いきなり麻婆豆腐の例を出されても困るかもしれないけど、実際私は一時期麻婆豆腐に凝っていた。
凝っていたと言っても、お店を何軒も食べ歩いたとか、本格派の麻婆豆腐を作るためにレトルト製品や香辛料を吟味したとか、そういうレベルではない。

もっぱら使っていたのは、中村屋の黒いパッケージの麻婆豆腐の素。
理由は、スーパーで簡単に手に入る商品の中で一番辛そうで美味しそうだったから。

これに絹豆腐を適当に切って入れて、余裕があれば刻みネギも入れて。
あとは、食べるラー油やごま油を自己流でちょい足ししていた。

たまにこの麻婆豆腐を作っては、ヒーヒー汗をかきながら食べるのが好きだった。

お酒を飲む時もあるし、あまった麻婆豆腐をラーメンにのせて麻婆ラーメンにする時もあったけれど、麻婆豆腐を作る時は決まって「ちょっとお楽しみの日」になった。

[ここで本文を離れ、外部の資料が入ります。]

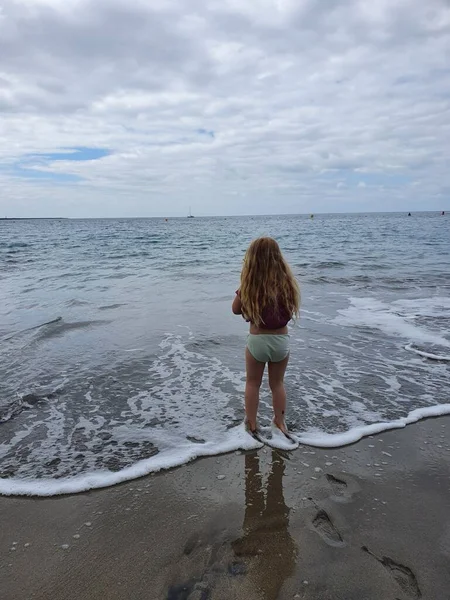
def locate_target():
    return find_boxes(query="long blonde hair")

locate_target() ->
[240,237,300,327]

明日から休みの週末とか、推しのライブ配信がある日とか、そういうちょっと特別感のある時だけ作るメニュー。
だから、あの頃の麻婆豆腐は、私にとって食事ではなくエンターテインメントの一種だったのだ。


でも、麻婆豆腐が趣味だったとは言いづらい。

当時の私にとってはかなり好きなイベントであり、楽しみがいのあるコンテンツであったはずなのに、ただ決まったレシピで麻婆豆腐を作っていただけでは「料理でしょ?」と思われてしまう。

ものすごく凝ったり追求したり、そういうムーブがないと趣味だって言えないんだろうか。


たとえば、ほぼ毎日観ているYouTubeは趣味に入る?
週末になるとモーニングを食べに近所のカフェチェーン店に行くのは趣味?
一年に数回くらいしか行かないけど、それでも美術館に行くことを趣味と言っていいのか?

趣味なんてないよ、と言う人だけでなく、私の趣味はコレだよ、と自信満々に言う人の中にも、「趣味」という言葉のハードルを高く設定している人は多い気がする。


ほんのささいなことでも、特に高尚なレベルに達していたりオタクだったり高頻度だったりしなくても、仕事や家庭労働以外の個人的な楽しみはなんでも「趣味」だと言いたいし、言える環境であってほしいなあと思うのだった。